Virgil Blue nodded. Dan nodded back, pursing his lips. He wondered what the Virgil’s expression was like behind the mask. “Let’s skip breakfast,” said Blue. “Today our worms return to the original sun, and I promise, yours will stick together all the way to the Mountain’s Heart. Pick up your books and we’ll shelve them back under the bell-tower.”

“Okay. Okay.” Dan collected thirty pounds of books. He hefted them with both arms to join the Virgil in the hallway.

Virgil Blue closed the sliding paper door behind them with his cane, a curious object taller than him to compensate for a limp in his left hip on cold mornings like this. “This way, Danny. Eternity should end before Sheridanians wake up. The Biggest Bird awaits!”

Dan brushed wrinkles from his orange robes by rubbing his books against them. “I can’t thank you enough for accepting me into your monastery, and letting me annotate some silly giant space-robot manga. But I’m still so full of Earthly concerns!”

“That’s just your worms doing their job.” Virgil Blue pointed his cane’s gnarled, spotted tip down the hallway and led Dan from the monks’ quarters. “When our worms climb the Mountain, the Biggest Bird will eat such doubts.
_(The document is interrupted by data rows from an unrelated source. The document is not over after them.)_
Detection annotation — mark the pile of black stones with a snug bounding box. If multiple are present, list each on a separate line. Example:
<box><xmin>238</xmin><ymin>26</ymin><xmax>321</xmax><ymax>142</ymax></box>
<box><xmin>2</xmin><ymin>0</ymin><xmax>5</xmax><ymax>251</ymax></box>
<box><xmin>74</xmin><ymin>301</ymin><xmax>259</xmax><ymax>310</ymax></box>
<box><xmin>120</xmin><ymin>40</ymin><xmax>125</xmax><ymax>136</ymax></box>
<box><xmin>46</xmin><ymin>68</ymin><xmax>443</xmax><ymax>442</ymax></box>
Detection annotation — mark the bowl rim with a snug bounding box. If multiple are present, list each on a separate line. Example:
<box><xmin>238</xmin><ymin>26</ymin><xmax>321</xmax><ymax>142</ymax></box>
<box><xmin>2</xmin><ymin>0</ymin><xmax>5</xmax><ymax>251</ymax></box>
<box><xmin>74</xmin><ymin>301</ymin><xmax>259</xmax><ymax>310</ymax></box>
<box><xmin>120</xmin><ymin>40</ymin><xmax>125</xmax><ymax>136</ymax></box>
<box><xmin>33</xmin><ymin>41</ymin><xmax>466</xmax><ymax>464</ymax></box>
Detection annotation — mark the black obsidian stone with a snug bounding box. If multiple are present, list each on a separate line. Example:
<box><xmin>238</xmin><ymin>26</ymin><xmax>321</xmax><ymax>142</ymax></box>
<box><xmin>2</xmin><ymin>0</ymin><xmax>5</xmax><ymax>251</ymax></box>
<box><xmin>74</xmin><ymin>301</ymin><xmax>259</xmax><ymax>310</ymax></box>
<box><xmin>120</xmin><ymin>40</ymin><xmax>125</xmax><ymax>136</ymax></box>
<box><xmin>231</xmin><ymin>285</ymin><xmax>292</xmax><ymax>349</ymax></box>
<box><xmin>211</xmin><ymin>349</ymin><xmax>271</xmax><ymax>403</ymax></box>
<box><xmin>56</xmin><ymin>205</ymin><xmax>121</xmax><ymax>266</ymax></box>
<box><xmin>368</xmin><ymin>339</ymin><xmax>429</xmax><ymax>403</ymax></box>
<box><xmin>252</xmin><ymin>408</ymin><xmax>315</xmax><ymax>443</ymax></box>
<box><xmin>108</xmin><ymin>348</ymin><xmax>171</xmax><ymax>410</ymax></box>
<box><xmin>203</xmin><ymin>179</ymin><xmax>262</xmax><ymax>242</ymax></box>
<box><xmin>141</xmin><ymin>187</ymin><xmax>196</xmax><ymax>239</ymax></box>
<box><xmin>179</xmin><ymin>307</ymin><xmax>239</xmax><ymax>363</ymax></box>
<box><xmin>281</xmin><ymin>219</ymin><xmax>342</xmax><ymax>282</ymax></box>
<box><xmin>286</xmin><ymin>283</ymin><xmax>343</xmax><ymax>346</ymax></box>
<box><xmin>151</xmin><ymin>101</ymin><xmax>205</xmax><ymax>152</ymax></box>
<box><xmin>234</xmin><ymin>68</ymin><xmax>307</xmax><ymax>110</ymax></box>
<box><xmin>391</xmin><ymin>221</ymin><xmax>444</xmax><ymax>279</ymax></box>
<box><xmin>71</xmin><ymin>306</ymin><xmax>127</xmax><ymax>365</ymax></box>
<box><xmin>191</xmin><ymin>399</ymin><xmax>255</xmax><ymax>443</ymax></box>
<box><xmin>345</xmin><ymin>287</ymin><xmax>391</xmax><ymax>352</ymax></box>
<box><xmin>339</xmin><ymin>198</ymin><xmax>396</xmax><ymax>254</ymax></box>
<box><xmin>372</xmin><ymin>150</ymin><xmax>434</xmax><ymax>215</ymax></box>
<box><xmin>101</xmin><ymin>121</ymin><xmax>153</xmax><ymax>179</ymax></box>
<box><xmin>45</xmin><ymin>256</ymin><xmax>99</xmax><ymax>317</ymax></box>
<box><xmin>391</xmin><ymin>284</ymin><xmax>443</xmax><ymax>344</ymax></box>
Whisper them to me and my worms will help you carry them.”

Their whispers echoed in the musty library, where bookshelves reached to the top of the bell-tower. Older titles were near the bottom and newer titles near the top, so Dan had to climb seven or eight shelves high to sort some of his books. He was mournful at the spines of those he hadn’t finished reading. “I’m worried for my friends, like Faith, and Jay, and Beatrice. They died without learning from you the way I did! Their worms must be so lost.”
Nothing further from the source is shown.